Multiple artists and/or genres

655321 · October 13, 2024, 1:30pm

For external lyrics it’s usually only about .lrc and .txt files (utf-8) which each share the base name of the song they belong to (which is the only link between them).

song.flac
song.lrc
song.txt

The possible information for .lrc files (which I found hardly any player to fully/correctly support) is described here for .lrc files. It’s not entirely accurate (or adhered to in the wild) concerning the timestamps tho as I found a couple of different formats that different software creates.
For what information the lyrics can generally contain, points 4.9 and 4.10 of the id3v2.3.0 spec are useful.

[mm:ss.xx]lyrics
[m:ss.xx]lyrics
[m:ss.xxx]lyrics
[mm:ss.xxx]lyrics

For each of these there’s also a variant with a space between the timestamp and the lyrics text.

In my script I decided to optionally standardize all these variants before handling them further like this:

# Conform timestamp style to [00:00.000]TEXT
def standardize_timestamps(lyrics):
    match_to_skip = r"^\[(\d{2}:\d{2}\.\d{3})\](?! )(.*)$" # if you want the final version to be [00:00.00] text, change "\d{3})\](?! )" to "\d{2})\] "
    match_to_alter = r"^\[(\d{1,2}:\d{2}\.\d{2,3})\] *(.*)$"
    lines = lyrics.split('\n')
    standardized_lyrics = []

    for line in itertools.islice(lines, 5):
        skip = re.match(match_to_skip, line)
        if skip:
            return lyrics
    for line in lines:
        match = re.match(match_to_alter, line)
        if match:
            time_stamp = match.group(1)
            text = match.group(2)
            time_obj = datetime.strptime(time_stamp, "%M:%S.%f")
            formatted_time = time_obj.strftime("%M:%S.%f")[:-3] # if you want to change the formatting to [00:00.00] text, change "[:-3]" to "[:-4]
            standardized_lyrics.append(f"[{formatted_time}]{text}") # and also change "[{formatted_time}]{text}" to "[{formatted_time}] {text}"
        else:
            standardized_lyrics.append(line)
    return '\n'.join(standardized_lyrics)

I opted for [mm:ss.xxx]lyrics for the final output as it has the highest precision and no pointless space before the lyrics.
However, this only gives you the lines with timestamps and optionally text, not special lines to specify the offset etc…

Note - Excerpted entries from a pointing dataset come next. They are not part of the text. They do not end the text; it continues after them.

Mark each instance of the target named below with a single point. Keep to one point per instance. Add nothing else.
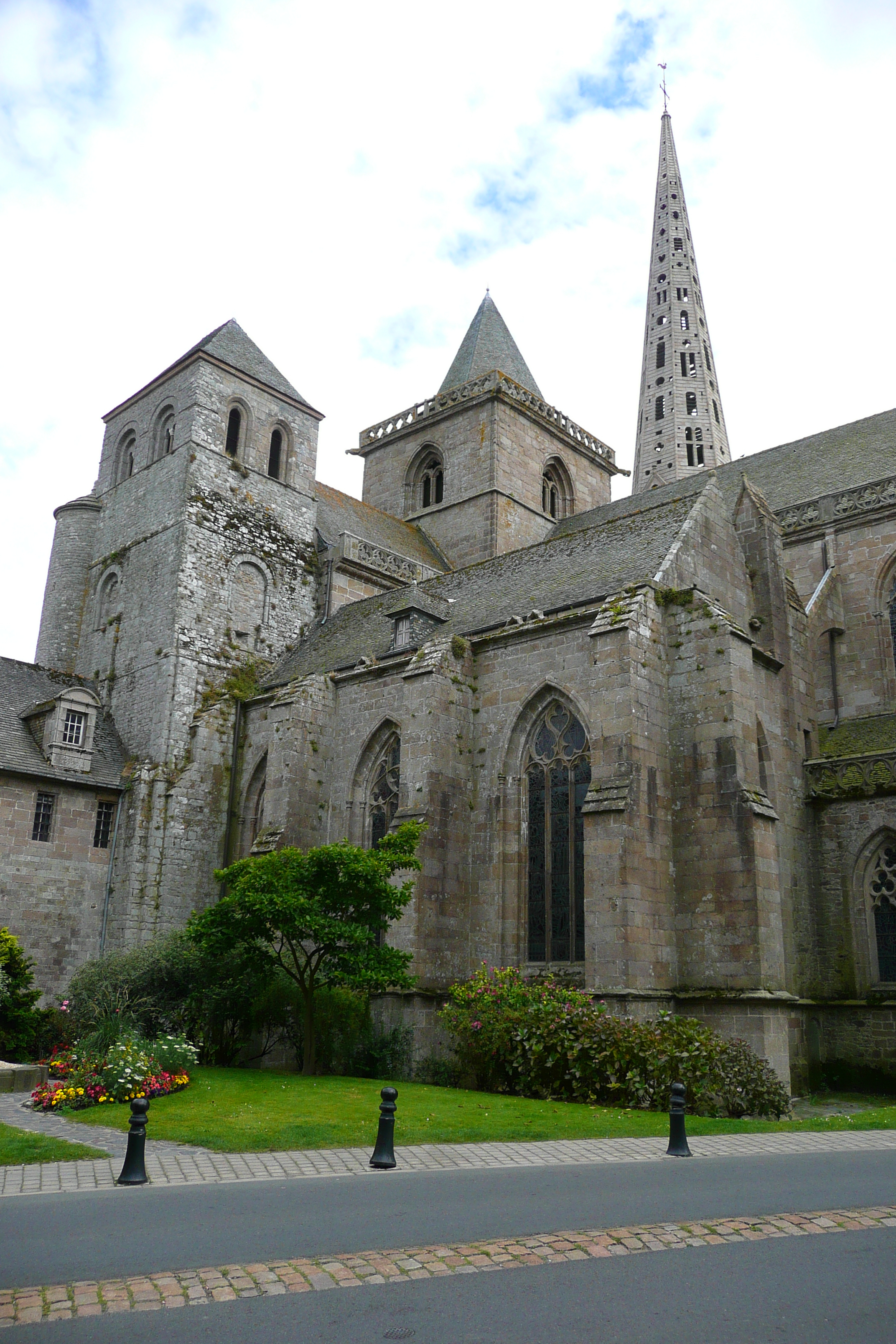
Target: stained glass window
(883, 897)
(384, 789)
(558, 777)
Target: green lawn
(250, 1111)
(18, 1145)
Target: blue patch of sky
(400, 335)
(514, 201)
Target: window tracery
(558, 775)
(384, 785)
(882, 889)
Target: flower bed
(128, 1069)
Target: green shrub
(545, 1039)
(19, 1019)
(168, 987)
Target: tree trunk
(308, 1054)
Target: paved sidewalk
(359, 1269)
(178, 1164)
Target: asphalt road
(102, 1234)
(836, 1289)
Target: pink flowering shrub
(543, 1039)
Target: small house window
(73, 730)
(105, 817)
(234, 423)
(275, 455)
(402, 632)
(42, 817)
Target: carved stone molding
(851, 777)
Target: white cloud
(311, 170)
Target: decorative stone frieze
(488, 385)
(851, 777)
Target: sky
(347, 181)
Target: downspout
(232, 791)
(112, 859)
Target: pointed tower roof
(488, 344)
(682, 425)
(234, 347)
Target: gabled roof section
(339, 512)
(488, 344)
(230, 344)
(566, 572)
(25, 690)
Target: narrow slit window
(42, 817)
(234, 421)
(105, 817)
(275, 455)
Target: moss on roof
(876, 733)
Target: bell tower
(682, 425)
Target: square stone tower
(487, 466)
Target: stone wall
(51, 893)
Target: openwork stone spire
(682, 425)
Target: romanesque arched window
(882, 891)
(558, 773)
(384, 783)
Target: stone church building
(653, 740)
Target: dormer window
(73, 729)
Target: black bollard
(677, 1136)
(135, 1170)
(384, 1151)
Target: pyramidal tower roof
(682, 425)
(488, 344)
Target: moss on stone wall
(876, 733)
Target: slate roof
(25, 686)
(569, 569)
(836, 460)
(339, 512)
(488, 344)
(234, 347)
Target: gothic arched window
(882, 889)
(432, 483)
(273, 458)
(384, 783)
(558, 775)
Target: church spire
(682, 427)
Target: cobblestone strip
(225, 1284)
(176, 1164)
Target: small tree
(19, 1022)
(319, 917)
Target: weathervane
(665, 96)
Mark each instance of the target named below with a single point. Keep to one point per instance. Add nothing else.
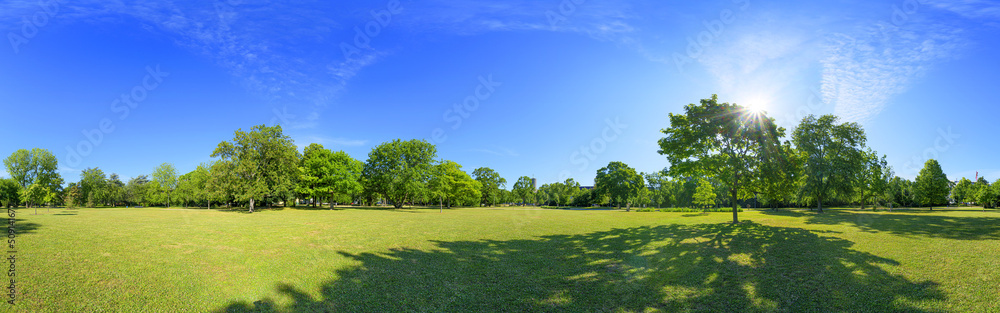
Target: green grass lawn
(510, 259)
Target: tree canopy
(264, 163)
(832, 156)
(619, 182)
(490, 184)
(724, 141)
(932, 186)
(399, 170)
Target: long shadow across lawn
(907, 223)
(709, 267)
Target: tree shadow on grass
(709, 267)
(905, 223)
(21, 226)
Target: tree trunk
(736, 218)
(862, 201)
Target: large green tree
(115, 190)
(135, 190)
(399, 170)
(34, 167)
(962, 192)
(522, 189)
(264, 163)
(874, 178)
(323, 173)
(832, 157)
(219, 185)
(704, 195)
(720, 140)
(166, 175)
(10, 192)
(451, 185)
(931, 186)
(490, 184)
(619, 182)
(93, 185)
(983, 193)
(193, 186)
(661, 189)
(777, 177)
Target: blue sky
(550, 89)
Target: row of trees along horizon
(720, 155)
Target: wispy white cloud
(862, 72)
(330, 142)
(601, 20)
(973, 9)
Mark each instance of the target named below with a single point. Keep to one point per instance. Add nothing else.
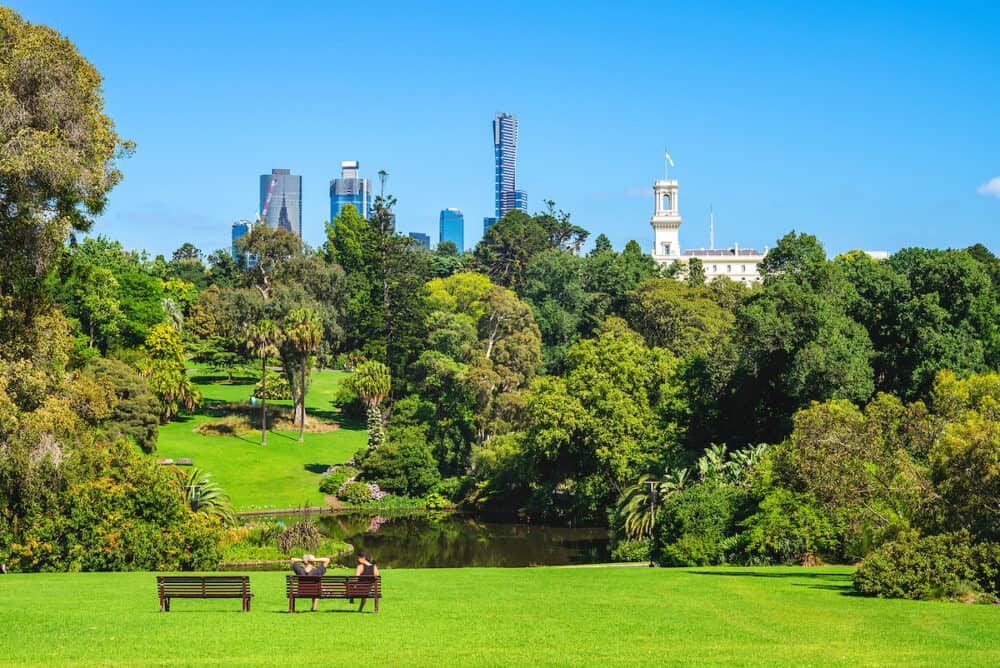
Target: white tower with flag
(738, 264)
(666, 220)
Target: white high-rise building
(738, 264)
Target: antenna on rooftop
(382, 176)
(711, 227)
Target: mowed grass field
(499, 617)
(283, 474)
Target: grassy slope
(501, 617)
(284, 474)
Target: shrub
(787, 528)
(130, 515)
(927, 568)
(986, 556)
(454, 488)
(304, 535)
(336, 477)
(405, 465)
(435, 501)
(631, 550)
(277, 387)
(137, 413)
(231, 425)
(355, 493)
(346, 398)
(693, 524)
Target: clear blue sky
(869, 124)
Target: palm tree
(303, 331)
(636, 505)
(372, 382)
(204, 496)
(262, 341)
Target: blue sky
(872, 125)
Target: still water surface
(450, 540)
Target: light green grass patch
(500, 617)
(283, 474)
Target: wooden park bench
(203, 586)
(333, 586)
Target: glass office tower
(281, 200)
(423, 239)
(350, 188)
(508, 197)
(451, 227)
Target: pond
(451, 540)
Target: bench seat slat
(332, 586)
(203, 586)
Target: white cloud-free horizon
(991, 188)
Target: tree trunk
(302, 399)
(263, 401)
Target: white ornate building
(738, 264)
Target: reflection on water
(441, 540)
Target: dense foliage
(523, 377)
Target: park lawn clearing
(282, 474)
(500, 617)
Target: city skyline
(870, 128)
(281, 200)
(350, 188)
(451, 227)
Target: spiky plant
(262, 341)
(372, 382)
(202, 495)
(303, 331)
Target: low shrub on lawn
(948, 565)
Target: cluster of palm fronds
(637, 504)
(304, 535)
(202, 495)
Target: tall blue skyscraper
(451, 227)
(241, 228)
(423, 239)
(350, 188)
(508, 197)
(281, 200)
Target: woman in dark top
(367, 567)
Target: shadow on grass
(201, 379)
(758, 574)
(846, 588)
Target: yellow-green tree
(57, 163)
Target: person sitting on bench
(366, 566)
(310, 565)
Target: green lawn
(285, 473)
(500, 617)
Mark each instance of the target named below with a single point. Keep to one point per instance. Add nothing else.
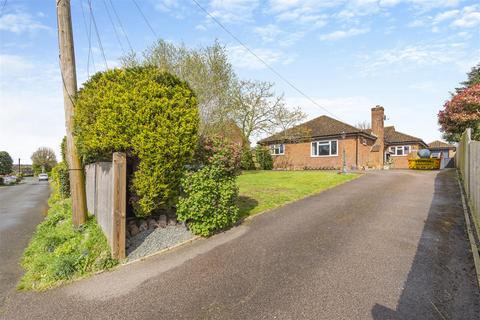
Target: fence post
(119, 204)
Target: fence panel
(468, 163)
(106, 192)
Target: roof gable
(437, 144)
(393, 136)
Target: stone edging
(471, 236)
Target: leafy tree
(43, 159)
(473, 77)
(257, 109)
(149, 114)
(461, 112)
(206, 70)
(6, 163)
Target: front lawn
(265, 190)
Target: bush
(150, 115)
(210, 194)
(247, 160)
(58, 253)
(61, 179)
(263, 158)
(6, 162)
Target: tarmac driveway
(389, 245)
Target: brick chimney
(378, 117)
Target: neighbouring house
(321, 143)
(445, 151)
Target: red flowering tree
(460, 113)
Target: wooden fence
(106, 199)
(468, 163)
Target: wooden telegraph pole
(69, 79)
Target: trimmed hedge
(210, 195)
(150, 115)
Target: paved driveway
(390, 245)
(21, 209)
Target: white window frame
(323, 142)
(393, 150)
(274, 147)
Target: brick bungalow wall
(297, 156)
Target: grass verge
(266, 190)
(57, 253)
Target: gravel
(151, 241)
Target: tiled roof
(437, 144)
(318, 127)
(392, 136)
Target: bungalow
(323, 142)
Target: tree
(6, 163)
(206, 70)
(43, 160)
(258, 110)
(473, 77)
(460, 113)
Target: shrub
(210, 194)
(263, 158)
(150, 115)
(209, 203)
(61, 179)
(247, 160)
(6, 162)
(57, 252)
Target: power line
(97, 33)
(3, 7)
(88, 32)
(121, 25)
(145, 19)
(263, 61)
(113, 26)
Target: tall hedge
(149, 114)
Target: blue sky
(348, 56)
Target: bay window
(324, 148)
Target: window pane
(334, 146)
(323, 149)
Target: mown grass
(266, 190)
(58, 253)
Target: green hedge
(61, 180)
(209, 202)
(149, 114)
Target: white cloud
(233, 11)
(242, 58)
(469, 18)
(341, 34)
(20, 22)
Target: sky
(348, 56)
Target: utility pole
(69, 79)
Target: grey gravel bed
(151, 241)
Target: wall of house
(298, 156)
(401, 162)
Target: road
(22, 207)
(389, 245)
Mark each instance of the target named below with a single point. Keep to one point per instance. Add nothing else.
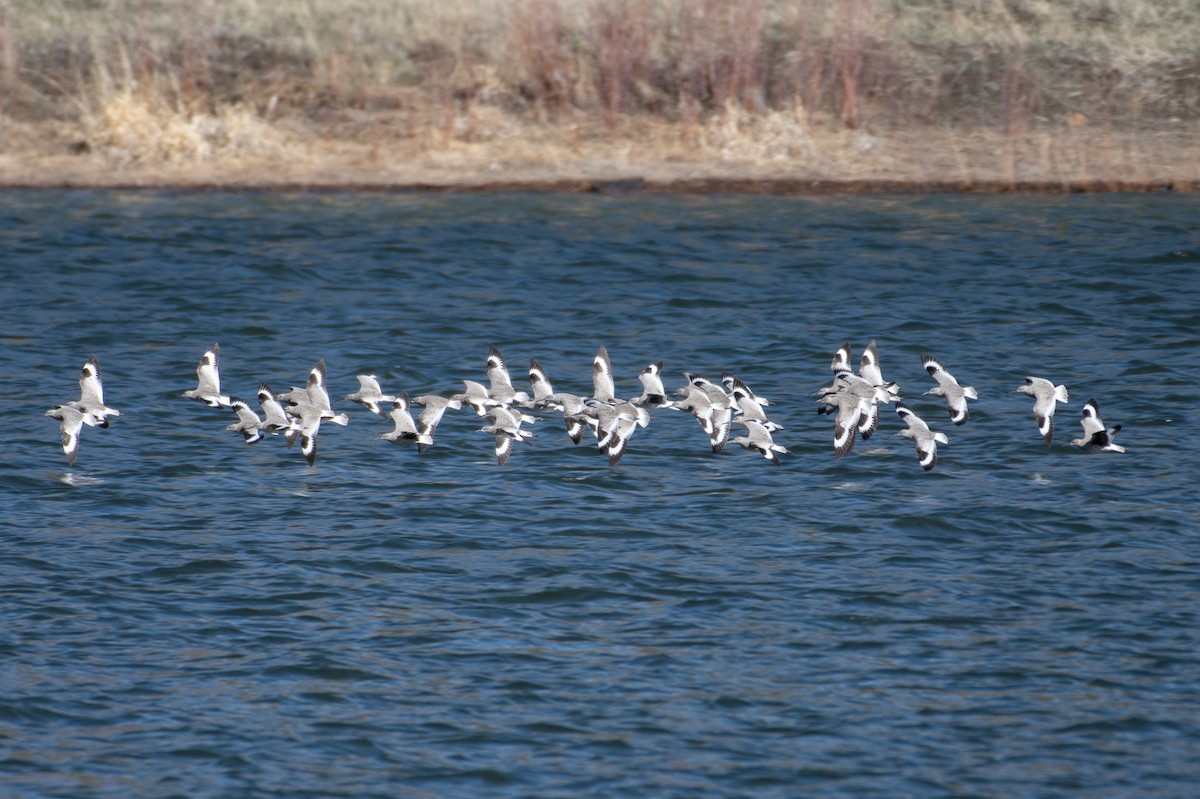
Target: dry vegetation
(965, 92)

Since the ID tags are supposed to be in front of the actual lyrics, fetching additional information could be done by matching the first 10 or 20 lines (to prevent parsing countless lines needlessly) like this for the offset for example:

^\[offset: *([+-]\d+)\]$

I do not know how languages are handled in .lrc files, I’ve hardly ever come across .lrc files with any of these tags present. The majority only consists of the timestamps and the text. There’s a serious lack of documentation for external lyrics files.

A matter of preference is if you decide to delete or keep empty lines and lines with only a timestamp for synced lyrics (which give them a verse structure but lead to skipping over lines which some might dislike).
grafik
Personally I prefer them to be displayed with empty lines, which looks like this in the file:

[00:18.047]Your deep lines, your edges, the way you curve
[00:25.727]You pass by crossroads with no return
[00:33.527]And come down in springtime to tell you the truth
[00:41.207]Your branches, your breakthroughs, you draw me into you
[00:48.405]
[00:52.847]Riverine, riverine, changing into something new

In comparison, unsynced lyrics are even less documented and usually only contain the lyrics as plain text with a few tags (I found no syntax for) at the start. There might be a standard but I don’t know it.

Overall, I’d ensure that timestamps, lyrics text and the offset are correctly parsed and wait for people to start complaining about the other tags which will hopefully shine a light on the syntax variations in the wild.